Work on the First Series was singularly assisted by the release in 1997 of Peter Clemoes’ long-awaited edition of the First Series, comprising a revision of his 1956 Cambridge doctoral dissertation and published posthumously by Professor Malcolm Godden of Oxford University. For his base text, Clemoes drew on London, British Museum, Royal 7 C. xii [Ker §257], with passages supplied from Cambridge, University Library, Gg. 3. 28 [Ker §15]—the source for the previous, nineteenth-century edition by Benjamin Thorpe—and variants collated from some thirty-three other manuscripts.

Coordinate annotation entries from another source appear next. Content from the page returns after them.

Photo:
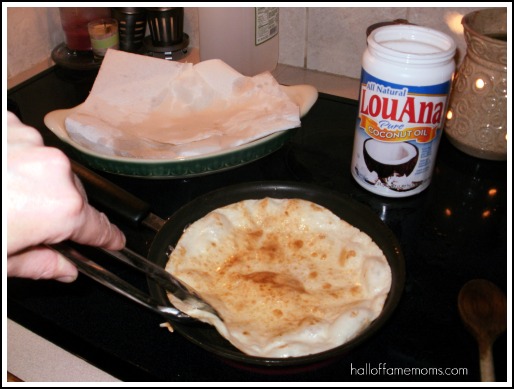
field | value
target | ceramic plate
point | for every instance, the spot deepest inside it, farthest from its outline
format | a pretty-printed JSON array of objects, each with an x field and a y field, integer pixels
[{"x": 303, "y": 95}]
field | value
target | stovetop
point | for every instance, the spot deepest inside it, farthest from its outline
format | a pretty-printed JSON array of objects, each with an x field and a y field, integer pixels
[{"x": 424, "y": 340}]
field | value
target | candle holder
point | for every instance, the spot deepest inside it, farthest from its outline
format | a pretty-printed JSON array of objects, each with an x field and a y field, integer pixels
[{"x": 476, "y": 121}]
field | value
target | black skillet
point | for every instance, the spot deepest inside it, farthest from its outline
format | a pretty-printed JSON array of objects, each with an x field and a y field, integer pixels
[{"x": 110, "y": 197}]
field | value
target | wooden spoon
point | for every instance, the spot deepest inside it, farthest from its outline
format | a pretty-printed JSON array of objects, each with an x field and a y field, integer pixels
[{"x": 483, "y": 309}]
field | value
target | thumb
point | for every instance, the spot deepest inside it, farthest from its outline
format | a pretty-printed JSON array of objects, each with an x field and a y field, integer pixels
[{"x": 41, "y": 263}]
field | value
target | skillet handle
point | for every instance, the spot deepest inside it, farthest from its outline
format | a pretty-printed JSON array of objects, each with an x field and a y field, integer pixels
[{"x": 111, "y": 197}]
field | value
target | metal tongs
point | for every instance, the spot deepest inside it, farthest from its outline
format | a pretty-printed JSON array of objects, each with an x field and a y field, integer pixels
[{"x": 162, "y": 277}]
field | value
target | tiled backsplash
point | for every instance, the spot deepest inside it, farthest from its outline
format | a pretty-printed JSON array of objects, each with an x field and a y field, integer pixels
[{"x": 325, "y": 39}]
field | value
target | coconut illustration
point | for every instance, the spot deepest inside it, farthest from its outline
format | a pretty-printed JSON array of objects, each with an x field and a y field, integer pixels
[{"x": 390, "y": 159}]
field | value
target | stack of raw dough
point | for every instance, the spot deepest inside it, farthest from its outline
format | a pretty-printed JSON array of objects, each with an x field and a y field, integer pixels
[{"x": 144, "y": 107}]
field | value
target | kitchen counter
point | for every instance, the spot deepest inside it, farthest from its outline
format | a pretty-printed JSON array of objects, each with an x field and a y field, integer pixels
[{"x": 442, "y": 253}]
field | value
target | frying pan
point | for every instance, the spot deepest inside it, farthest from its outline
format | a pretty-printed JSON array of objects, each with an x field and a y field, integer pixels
[{"x": 107, "y": 195}]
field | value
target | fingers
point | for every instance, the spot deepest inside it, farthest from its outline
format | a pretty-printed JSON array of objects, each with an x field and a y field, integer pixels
[
  {"x": 41, "y": 263},
  {"x": 97, "y": 230}
]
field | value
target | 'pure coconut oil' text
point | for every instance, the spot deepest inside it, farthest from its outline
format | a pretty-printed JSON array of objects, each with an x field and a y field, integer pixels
[{"x": 405, "y": 82}]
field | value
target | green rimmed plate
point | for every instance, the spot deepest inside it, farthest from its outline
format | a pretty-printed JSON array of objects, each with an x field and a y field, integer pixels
[{"x": 303, "y": 95}]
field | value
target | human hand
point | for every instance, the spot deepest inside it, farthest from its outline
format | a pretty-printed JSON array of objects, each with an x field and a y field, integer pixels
[{"x": 46, "y": 203}]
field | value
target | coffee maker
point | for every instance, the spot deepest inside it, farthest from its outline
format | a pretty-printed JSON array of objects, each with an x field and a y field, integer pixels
[{"x": 167, "y": 39}]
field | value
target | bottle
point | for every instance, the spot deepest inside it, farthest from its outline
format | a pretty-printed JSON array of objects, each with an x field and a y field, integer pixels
[
  {"x": 405, "y": 83},
  {"x": 245, "y": 38}
]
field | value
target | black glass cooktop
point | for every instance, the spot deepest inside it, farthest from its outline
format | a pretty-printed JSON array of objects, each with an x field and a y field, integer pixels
[{"x": 454, "y": 231}]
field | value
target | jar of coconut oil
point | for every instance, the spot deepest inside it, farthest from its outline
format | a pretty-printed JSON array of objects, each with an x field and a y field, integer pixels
[{"x": 405, "y": 82}]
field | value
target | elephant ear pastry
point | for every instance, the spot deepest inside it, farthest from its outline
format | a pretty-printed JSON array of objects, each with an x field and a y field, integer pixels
[{"x": 288, "y": 277}]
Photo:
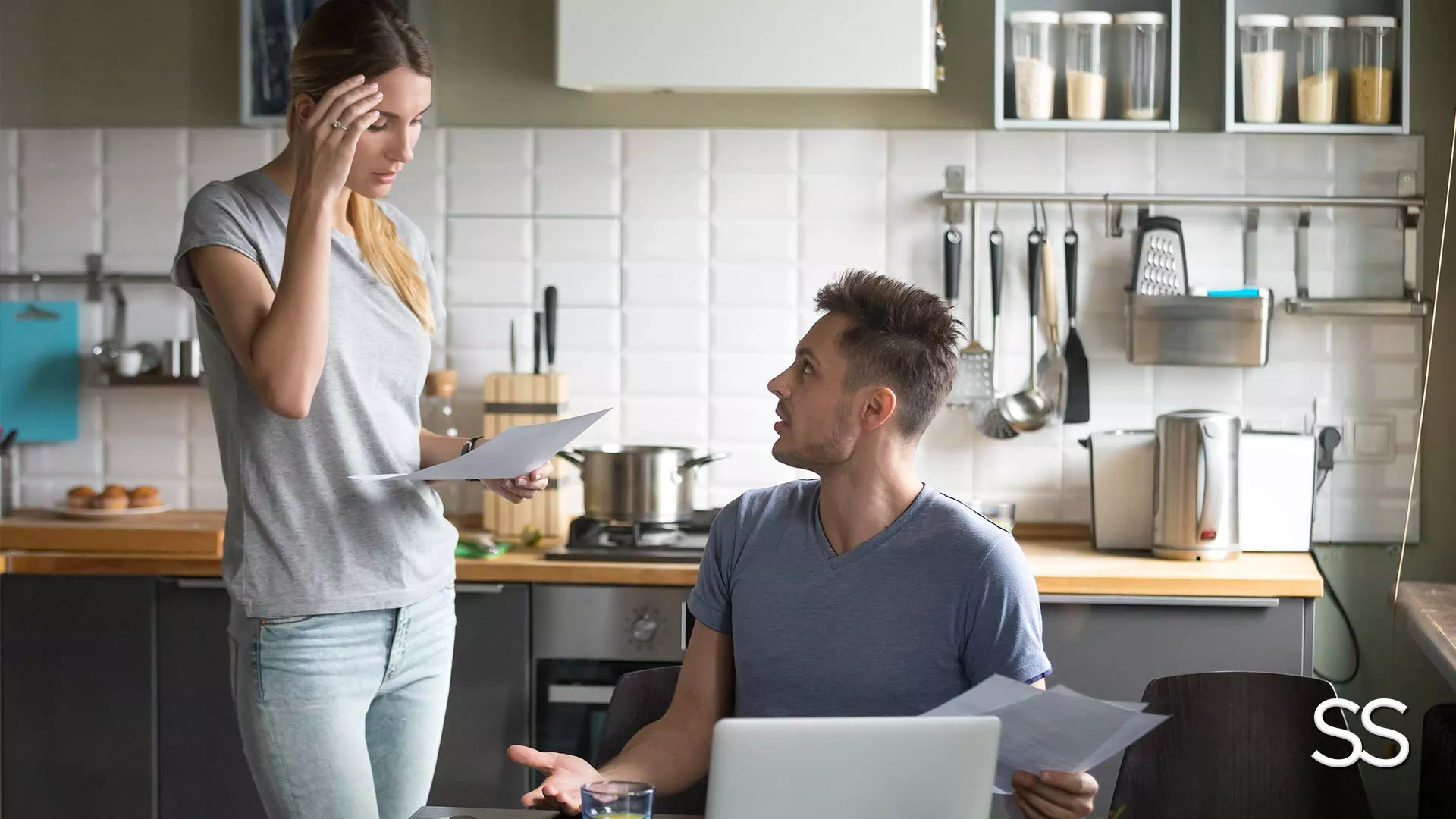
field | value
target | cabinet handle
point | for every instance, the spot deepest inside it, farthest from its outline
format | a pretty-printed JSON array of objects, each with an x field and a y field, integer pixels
[
  {"x": 200, "y": 583},
  {"x": 479, "y": 588},
  {"x": 1163, "y": 601}
]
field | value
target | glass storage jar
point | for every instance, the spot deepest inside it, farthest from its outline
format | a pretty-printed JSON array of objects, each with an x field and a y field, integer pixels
[
  {"x": 1372, "y": 69},
  {"x": 1033, "y": 55},
  {"x": 1261, "y": 60},
  {"x": 1142, "y": 46},
  {"x": 1084, "y": 37},
  {"x": 1318, "y": 67}
]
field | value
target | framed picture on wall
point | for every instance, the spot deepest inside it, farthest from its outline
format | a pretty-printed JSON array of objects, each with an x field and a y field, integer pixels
[{"x": 268, "y": 31}]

As a printed edition, Clemoes’ work is an admirable piece of scholarship. Royal 7 C. xii, moreover, being probably the earliest extant manuscript and containing alterations in Ælfric’s own hand, is a logical copy on which to base such an edition. In his discussion of the development and dissemination of the First Series, however, Clemoes traces six phases during which Ælfric revised, supplemented, and reorganized his work.1 As Andy Orchard has argued regarding the homilies of Ælfric’s contemporary, Wulfstan of Worcester, such adaptation of material results not in a single, “authoritative” text with variants, but in a series of interrelated texts designed for different audiences at different points in the author’s career. Despite Clemoes’ conscientious efforts to describe this creative progression and to reproduce divergent readings in appendices and scholarly apparati, by nature a static, printed edition is hard put to capture such a fluid compositional process. Digital media, by contrast, employing dynamic links and customizable windows, may better enable scholars to identify changes (authorial or otherwise) to this material and to explore the significance of such changes.
- ↑For Ælfric’s later collections of homilies for the Temporale (referred to by Clemoes as TH I and II), which integrate material from CH I and II with homilies for Sundays not covered by the Sermones, see Clemoes (“Chronology” 42-7 and 56-7) and Godden (Homilies lxiv, lxxv, and lxxxvi-xc).
- ↑Old English Prose: Basic Readings. Ed. Paul E. Szarmach. London: Garland, 2000. 29-72. Rpt. from The Anglo-Saxons: Studies in Aspects of their History and Culture presented to Bruce Dickins. Ed. Peter Clemoes. London: Bowes & Bowes, 1959. 212-47.
- ↑Clemoes, ed. Ælfric’s Catholic Homilies: The First Series, Text. Early English Text Society ss 17. Oxford: Oxford UP, 1997.
- ↑Godden, ed. Ælfric’s Catholic Homilies: The Second Series, Text. Early English Text Society ss 5. London: Oxford UP, 1979.